Every year I’ll see a tweet like the following and while they frustrates me it also shows me peoples biases.

It shows peoples biases because clearly Neil is attempting to defend Corsi, something he has invested himself in over the years, by showing the value of Corsi in predicting conference finalists. It is frustrating because it isn’t really telling us the whole story. Sure, seeing #2, #6, #7, and #8 teams make the semi-finals seems like a good thing but it is like saying the Boston Red Sox scored 6 runs last night. On the surface that sounds pretty good (it’s above MLB average for runs scored in a game) until I tell you their opponent, the Houston Astros, scored 7. Now scoring six runs seems much less useful or important. The problem here isn’t the facts of Neil’s tweet it is that Neil isn’t putting this observation in context of how it compares to other methods of predicting the conference finalists.
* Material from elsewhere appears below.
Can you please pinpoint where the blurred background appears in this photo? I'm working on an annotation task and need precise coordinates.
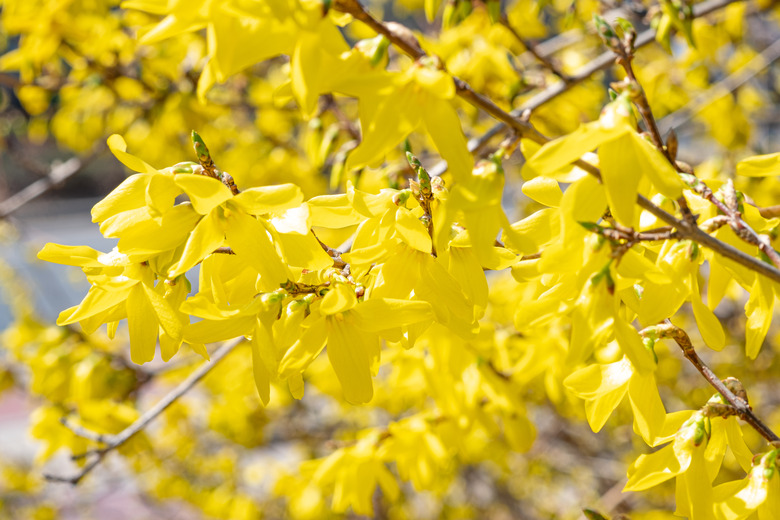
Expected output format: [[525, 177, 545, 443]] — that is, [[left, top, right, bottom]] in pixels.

But hey, that is what I am here for right?

I am going to modify the methodology some by looking at rankings within the conference the teams play in and not within the league as a whole since playoffs are conference based not league based. I am also going to look at both CF% and GF% in both 5v5 and 5v5 score adjusted situations. Here is what I found for this current season.

East West
Tampa Pittsburgh San Jose St. Louis Total
CF% – 5v5 2 1 6 5 14
GF% – 5v5 5 4 3 2 14
CF% – 5v5 score adjusted 2 1 6 5 14
GF% – 5v5 score adjusted 5 4 3 2 14

Look at that, GF% and CF% perform equally well with CF% performing better for eastern conference teams and GF% performing better for western conference teams. Adjusting for score provided zero additional value overall. Of course, one single season isn’t a very large sample size to work with. How did last years playoff look?

East West
Tampa NYR Chicago Anaheim Total
CF% – 5v5 2 10 2 8 22
GF% – 5v5 1 2 5 7 15
CF% – 5v5 score adjusted 1 9 2 9 21
GF% – 5v5 score adjusted 1 2 5 7 15

Hmm. Those CF% stats aren’t looking quote so good as they were outperformed by GF%, especially in the eastern conference. There was only a marginal benefit to adjusting for score.
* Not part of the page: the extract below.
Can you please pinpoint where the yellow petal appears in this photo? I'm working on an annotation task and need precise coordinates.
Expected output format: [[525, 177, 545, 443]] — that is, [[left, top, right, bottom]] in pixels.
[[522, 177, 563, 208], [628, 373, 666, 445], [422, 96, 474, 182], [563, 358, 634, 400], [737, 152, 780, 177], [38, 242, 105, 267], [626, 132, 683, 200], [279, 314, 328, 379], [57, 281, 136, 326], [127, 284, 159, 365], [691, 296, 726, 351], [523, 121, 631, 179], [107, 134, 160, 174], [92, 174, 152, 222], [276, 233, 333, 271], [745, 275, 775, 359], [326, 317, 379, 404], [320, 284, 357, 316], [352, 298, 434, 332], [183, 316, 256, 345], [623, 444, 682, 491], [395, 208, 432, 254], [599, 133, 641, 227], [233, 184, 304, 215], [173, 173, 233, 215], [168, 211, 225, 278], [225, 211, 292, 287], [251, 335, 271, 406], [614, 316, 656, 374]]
Now two seasons is still a pretty small sample size so I looked at playoffs back to 2010. Here is what I found for total rank among conference finalists.

2016 2015 2014 2013 2012 2011 2010 Average
CF% – 5v5 14 22 21 15 27 14 29 20.3
GF% – 5v5 14 15 15 10 25 11 21 15.9
CF% – 5v5 score adjusted 14 21 20 11 22 10 29 18.1
GF% – 5v5 score adjusted 14 15 15 10 24 11 21 15.7

Hey, look at that. The only time a CF% stat did better than its corresponding GF% stat was in 2011 and 2012 when score adjusted CF% outperformed score adjusted GF% and it was only by the slightest of margins (1 and 2 points respectively). Every other time GF% was equal to or better than its corresponding CF% statistic.

Generally speaking GF% does a better job at predicting the conference finalists than CF% and while there was some benefit to using score adjusted data it was a fairly small benefit and CF% benefited more than GF%. So while the crux of Neil Greenberg’s tweet is true, score adjusted CF% does a decent job at predicting conference finalists, what is missing is the fact that there are seemingly better stats to use for this.